As it becomes the fact of educating children, many parents are a bit nasty. It is difficult to know when to start, how much detail you specify, and where the values fit. please do not worry. If you feel uncomfortable talking about sex with children, I am pleased that the media and their friends fill the gap. Do not you feel relieved so? Then continue reading
We live in a highly socialized society where children are in contact with sexual content early on. This may not be a good thing, but it urges the question and the expert say you should answer. "It is not too young," said pediatrician Doctor Charles Shubin of Baltimore's Mercy Family Care. "... In most cases, the child brings this form to 4-5 years old in some way."
If your child did not ask, Shubin suggests you do this question yourself, but it relates to the physical experience a child can reach at a personal level. For example, the birth of a cousin can be a starting point for obvious problems - how does a baby enter a mother? Please customize the level of detail based on your child's age and curiosity; follow their lead. Since young children like specific information, keep it simple and stop when children are satisfied. Senior children need more detail and need more guidance on family ethics and values. "In order to discuss sexual behavior and the effects of sexual behavior, you want all (and may admit) adolescent children (which are similar to the mobile goals specific to each child) I think, "Mr. Shubin said.
Do not you want to answer, afraid that your child will ask you a personal question? Gender is natural and positive but please keep it in mind to let the child know and remember that it is also private. Remember, your voice and body language are about your words; if you smile or act, you may make it difficult for your child to talk to you.
Many parents want to know that talking about contraceptive measures conveys a message that children can make love, but Shubin object to many experts. In our sexually loving society, your child understands the facts of life - it's up to you.

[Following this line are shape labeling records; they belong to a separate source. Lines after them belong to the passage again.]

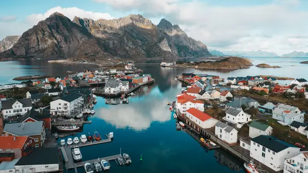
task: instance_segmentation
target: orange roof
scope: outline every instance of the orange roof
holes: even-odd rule
[[[200,92],[201,88],[199,87],[191,87],[187,88],[187,93],[193,93],[195,94],[199,94]]]
[[[221,93],[220,93],[220,95],[226,96],[226,95],[228,93],[228,92],[229,92],[229,91],[227,91],[227,90],[222,91],[222,92],[221,92]]]
[[[189,109],[186,110],[186,112],[190,113],[202,121],[205,121],[210,118],[214,119],[214,118],[213,118],[211,116],[194,108],[190,108]]]
[[[12,136],[0,136],[0,148],[20,149],[24,146],[28,137],[15,137],[16,140],[14,141]]]
[[[187,94],[183,94],[178,97],[178,99],[195,99],[197,98],[195,96],[188,95]]]
[[[55,78],[48,78],[48,81],[49,82],[55,82]]]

"I had sex with a boyfriend at the age of 16," Ashley Jones, 22, a young woman from the Georgian era, is 22 years old. "Suddenly my father wanted to talk about birds and bees, what was that time I liked ... it's too late." (The average age of the first sex at the Kindery Institute's children is 16.9 Years old, girls are 17.4 years old Sexuality education currently exists, usually taught basic, but it does not answer the question Young people really have such a situation from the perspective of sexual behavior What would have happened with that video, should I probably click on the internet? What if I were told that my best friend is gay?
Is this because of my parents? I do not think so. I do not know you, but I have never talked like a "bird and bee" like "shame and jealousy". But that is quite another topic). Can you imagine parents intentionally interpreting child's jealousy as an essential part of life? Dad: "My son, when you travel, you look stupid, you should feel embarrassed when you look stupid. If someone sees you traveling," act something freely "In the future we can joke through beer and become 'socially elegant', and they realize that if your running skill is slightly undesirable it will be a safe person I will. Social skills "
In most cultures it is considered contraindicated to talk about birds and bees, but moral correctness should raise interest rates when the problems caused by overpopulation may become unwieldy. Sex education must be an essential training at school Students can use Google's fifth roots for treatment but do not know the benefits of contraceptives. Most parents cause this problem by delaying the natural aspect of the child's sexual aspect. It did not know about contraceptives, and brought an enthusiastic sexually active youth seeking information on contraceptives. It is therefore important that we eliminate thorough suppression and moral emergence for greater profit.